Peter A Goldsbury wrote:
... so I suspect that 5-kyou, like kaiten-nage, was added to the repertoire of kihon waza by Kisshomaru Ueshiba.
And then there is 6-kyou, which is a variation of 2-kyou, but where uke's arm is kept straight.
Best wishes to all,
I didn't know that fact about Kaiten-nage, but I can tell you that in 1989 my Yoshinkan teacher in Japan - a direct student of Shioda Sensei - told me there was no Kaiten-nage in Yoshinkan. I have since seen Yoshinkan people doing it ...

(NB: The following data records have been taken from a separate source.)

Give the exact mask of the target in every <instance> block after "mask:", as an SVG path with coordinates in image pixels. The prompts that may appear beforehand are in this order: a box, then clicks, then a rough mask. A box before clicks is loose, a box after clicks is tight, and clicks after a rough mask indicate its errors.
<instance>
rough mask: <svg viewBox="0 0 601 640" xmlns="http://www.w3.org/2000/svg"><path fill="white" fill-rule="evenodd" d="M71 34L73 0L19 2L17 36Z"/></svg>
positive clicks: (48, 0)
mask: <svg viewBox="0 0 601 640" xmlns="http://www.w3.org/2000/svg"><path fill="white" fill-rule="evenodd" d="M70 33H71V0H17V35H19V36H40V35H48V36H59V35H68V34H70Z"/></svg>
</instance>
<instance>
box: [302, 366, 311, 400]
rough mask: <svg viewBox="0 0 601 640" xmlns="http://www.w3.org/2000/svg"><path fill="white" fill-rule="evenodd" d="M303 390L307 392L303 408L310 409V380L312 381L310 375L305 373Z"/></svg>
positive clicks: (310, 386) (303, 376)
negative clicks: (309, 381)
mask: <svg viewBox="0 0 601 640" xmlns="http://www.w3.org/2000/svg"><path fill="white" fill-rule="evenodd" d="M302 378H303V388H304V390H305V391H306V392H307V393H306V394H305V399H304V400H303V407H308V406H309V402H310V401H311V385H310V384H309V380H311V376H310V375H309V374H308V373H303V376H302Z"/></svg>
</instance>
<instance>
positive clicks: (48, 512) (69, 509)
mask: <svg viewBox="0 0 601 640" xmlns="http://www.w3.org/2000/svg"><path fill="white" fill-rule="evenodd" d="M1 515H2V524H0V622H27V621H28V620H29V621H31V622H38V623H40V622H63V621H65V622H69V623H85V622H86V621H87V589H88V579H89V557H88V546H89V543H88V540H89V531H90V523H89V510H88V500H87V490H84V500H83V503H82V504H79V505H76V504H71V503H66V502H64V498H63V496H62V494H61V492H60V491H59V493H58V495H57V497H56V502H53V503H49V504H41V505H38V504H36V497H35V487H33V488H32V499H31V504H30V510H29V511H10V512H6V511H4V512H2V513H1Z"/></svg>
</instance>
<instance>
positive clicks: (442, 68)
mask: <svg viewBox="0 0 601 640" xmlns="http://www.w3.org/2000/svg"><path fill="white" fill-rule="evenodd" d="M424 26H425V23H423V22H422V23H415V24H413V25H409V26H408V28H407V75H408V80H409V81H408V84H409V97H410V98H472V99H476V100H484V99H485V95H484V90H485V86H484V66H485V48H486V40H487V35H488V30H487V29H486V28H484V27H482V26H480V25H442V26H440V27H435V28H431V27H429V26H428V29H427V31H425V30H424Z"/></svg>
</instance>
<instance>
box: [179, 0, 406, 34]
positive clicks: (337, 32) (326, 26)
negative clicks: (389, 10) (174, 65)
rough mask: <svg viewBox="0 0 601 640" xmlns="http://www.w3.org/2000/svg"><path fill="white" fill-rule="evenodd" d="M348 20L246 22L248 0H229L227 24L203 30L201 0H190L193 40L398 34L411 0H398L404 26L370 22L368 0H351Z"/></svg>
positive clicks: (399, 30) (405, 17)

5-kyou: Consider this. Right handed attack comes. Avoid left and place your left hand on uke's wrist and you are setting up for kote-gaeshi. Avoid right and place your right hand on uke's wrist in the same way (mirror) and you are setting up for 5-kyou (amongst other thngs, of course). It is a mirror technique. If you remove 5-kyou it would be like taking away one side of a mirror. Does that answer "Gokyo-Why?" I wonder?
Also, your description of 6-kyou is Judo's wake-gatamte. I learned it in Tomiki, in the Institute of Aikido, in Kyushin-do, in Jujutsu, and in Judo. Everyone has it but Aikikai, although some do, calling it different names (rarely wake-gatame).